Vol. 8 One Horn Quartet

I believe that to play as a head of “One-horn Quartet” of piano, bass, and drams is the ultimate dream or a fantasy of Jazz saxophonists.

But retrospectively thinking, I have less experiences of this format surprisingly.

My first acoustic Jazz group was a trio with bass and drums.
It was when I just entered my twenties.

In those days, the scene of Japanese Jazz music was almost dominated by the movement of reaffirmation of Acoustic Jazz.
In such time, my group of such a simple format must have been reckless, and a challenge against myself.

To remove piano, which forms harmonies as a chord instrument, accomplished a major shift of significance of the sound to sax, making the playing style highly challenging for myself.

The room given as a result of removing piano, enabled me to play more freely, however such a style required quite convincing expressions.

Until then I liked Fusion which is simple and pop.
To start to play “so called JAZZ”, I was with a strong will.

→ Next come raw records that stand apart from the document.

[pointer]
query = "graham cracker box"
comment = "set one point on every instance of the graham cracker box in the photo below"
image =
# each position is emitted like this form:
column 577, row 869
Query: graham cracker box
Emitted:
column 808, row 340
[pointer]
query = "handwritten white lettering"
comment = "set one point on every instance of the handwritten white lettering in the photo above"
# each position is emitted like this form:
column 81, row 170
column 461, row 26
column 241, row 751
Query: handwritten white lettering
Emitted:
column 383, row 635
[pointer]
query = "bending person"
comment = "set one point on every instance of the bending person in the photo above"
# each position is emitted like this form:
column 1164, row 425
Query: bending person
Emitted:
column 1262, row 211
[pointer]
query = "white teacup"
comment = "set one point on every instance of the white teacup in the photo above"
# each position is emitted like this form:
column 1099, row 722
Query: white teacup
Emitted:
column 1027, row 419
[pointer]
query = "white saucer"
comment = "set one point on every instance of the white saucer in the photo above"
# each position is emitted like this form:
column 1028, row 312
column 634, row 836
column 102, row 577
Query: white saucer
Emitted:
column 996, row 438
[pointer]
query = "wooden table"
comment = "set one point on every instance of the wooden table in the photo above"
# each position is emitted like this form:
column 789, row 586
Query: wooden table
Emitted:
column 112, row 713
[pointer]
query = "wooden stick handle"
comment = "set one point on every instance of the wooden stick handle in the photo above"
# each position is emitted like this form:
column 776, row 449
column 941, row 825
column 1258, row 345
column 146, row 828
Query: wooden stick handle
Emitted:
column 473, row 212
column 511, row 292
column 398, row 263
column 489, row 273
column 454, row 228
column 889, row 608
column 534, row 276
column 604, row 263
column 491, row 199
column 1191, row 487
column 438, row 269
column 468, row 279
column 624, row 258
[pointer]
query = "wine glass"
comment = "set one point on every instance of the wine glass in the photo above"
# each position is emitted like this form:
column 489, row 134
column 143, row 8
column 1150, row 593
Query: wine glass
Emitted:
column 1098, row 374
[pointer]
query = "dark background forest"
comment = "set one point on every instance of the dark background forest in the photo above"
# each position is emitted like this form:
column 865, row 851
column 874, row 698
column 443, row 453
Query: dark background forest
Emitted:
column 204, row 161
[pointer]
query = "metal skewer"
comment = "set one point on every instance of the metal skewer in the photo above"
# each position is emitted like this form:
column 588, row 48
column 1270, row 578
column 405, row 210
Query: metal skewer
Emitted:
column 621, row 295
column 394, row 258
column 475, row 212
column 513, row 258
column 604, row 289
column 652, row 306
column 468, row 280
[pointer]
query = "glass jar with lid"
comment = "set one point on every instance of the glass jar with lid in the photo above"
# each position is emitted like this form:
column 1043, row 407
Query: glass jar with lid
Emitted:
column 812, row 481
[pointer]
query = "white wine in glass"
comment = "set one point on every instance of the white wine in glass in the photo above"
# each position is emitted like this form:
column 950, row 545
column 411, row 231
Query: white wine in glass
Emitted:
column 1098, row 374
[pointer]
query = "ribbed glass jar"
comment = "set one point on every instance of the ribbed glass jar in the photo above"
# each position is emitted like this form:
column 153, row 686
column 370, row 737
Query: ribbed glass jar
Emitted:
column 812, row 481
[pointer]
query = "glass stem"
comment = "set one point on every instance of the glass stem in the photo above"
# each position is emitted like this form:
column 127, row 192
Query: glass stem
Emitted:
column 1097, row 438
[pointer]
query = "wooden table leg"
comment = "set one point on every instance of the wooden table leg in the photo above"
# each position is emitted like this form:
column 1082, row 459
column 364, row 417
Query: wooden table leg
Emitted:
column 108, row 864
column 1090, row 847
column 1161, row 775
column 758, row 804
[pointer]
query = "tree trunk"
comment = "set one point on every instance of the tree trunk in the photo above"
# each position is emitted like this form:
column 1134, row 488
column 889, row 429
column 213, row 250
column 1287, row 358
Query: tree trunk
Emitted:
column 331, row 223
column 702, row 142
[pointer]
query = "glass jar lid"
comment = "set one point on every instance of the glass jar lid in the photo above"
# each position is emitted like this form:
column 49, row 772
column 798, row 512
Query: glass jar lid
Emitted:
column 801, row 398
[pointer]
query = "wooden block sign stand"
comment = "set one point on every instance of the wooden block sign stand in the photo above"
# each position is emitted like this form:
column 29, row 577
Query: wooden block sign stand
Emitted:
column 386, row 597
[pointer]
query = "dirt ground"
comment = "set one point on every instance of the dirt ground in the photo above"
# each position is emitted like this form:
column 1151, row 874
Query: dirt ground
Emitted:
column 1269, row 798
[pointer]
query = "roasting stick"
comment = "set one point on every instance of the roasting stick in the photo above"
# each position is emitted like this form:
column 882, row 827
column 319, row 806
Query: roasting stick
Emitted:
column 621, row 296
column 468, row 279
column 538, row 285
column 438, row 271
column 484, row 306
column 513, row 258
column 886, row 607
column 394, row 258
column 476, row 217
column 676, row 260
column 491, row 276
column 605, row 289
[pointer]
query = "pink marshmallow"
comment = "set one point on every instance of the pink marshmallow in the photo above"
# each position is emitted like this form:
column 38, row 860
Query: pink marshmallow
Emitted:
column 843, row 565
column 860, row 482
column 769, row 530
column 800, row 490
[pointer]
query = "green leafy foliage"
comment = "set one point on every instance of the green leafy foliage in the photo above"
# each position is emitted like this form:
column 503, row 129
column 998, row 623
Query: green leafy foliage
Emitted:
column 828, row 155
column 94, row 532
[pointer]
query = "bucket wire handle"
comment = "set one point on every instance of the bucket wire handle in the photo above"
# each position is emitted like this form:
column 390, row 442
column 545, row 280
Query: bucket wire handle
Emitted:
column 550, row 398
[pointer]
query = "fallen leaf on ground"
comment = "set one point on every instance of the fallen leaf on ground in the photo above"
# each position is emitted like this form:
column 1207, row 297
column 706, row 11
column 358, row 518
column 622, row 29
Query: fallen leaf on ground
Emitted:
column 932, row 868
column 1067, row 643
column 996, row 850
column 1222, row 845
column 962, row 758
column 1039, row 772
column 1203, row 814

“If I play it, I want to make it serious and stoic.”

I was inexperienced, but I had such an enthusiasm.

I was young and reckless. I rushed single-mindedly making my sound style avant-garde.

Fortunately in those days I was privileged with the honor to play in “Takeshi Shibuya’s Orchestra”. Takeshi Shibuya is a pianist, an arranger, and one of the giants of Japanese Jazz musical scene. I was just like a baby then, but he hired me as a regular member.

This band called “SHIBU-OKE (Shibu-Orche)” consisted of players who are all experienced, with strong characters, and can play freely. My mentor, Kosuke Mine was also there.
I got shocked everytime I played there surrounded by those great musicians who did improvisation without any restriction but with great tradition.

Playing techniques I could think of were totally insufficient to reach that level.

It was a matter of course. I was in “SHIBU-OKE” between the ages of 21 to 28. Then I quit finally in order to quest what I should have done.

After that I went to New York. After coming back to Japan, I have concentrated on my own concept of activity, “JAZZ ROOTS”, as a place of my expression with my original songs of Fusion style.

But its sound is always based on the style of the free format.

Recently I talked with my old friend Koichi Inoue, a drummer, that

“We have never tried a standard-Jazz-band straightforwardly. Why don’t we try it?”

The ultimate dream I have never tried.

One Horn Quartet.

All the sprits I have acquired to this date are encouraging me to make another new start.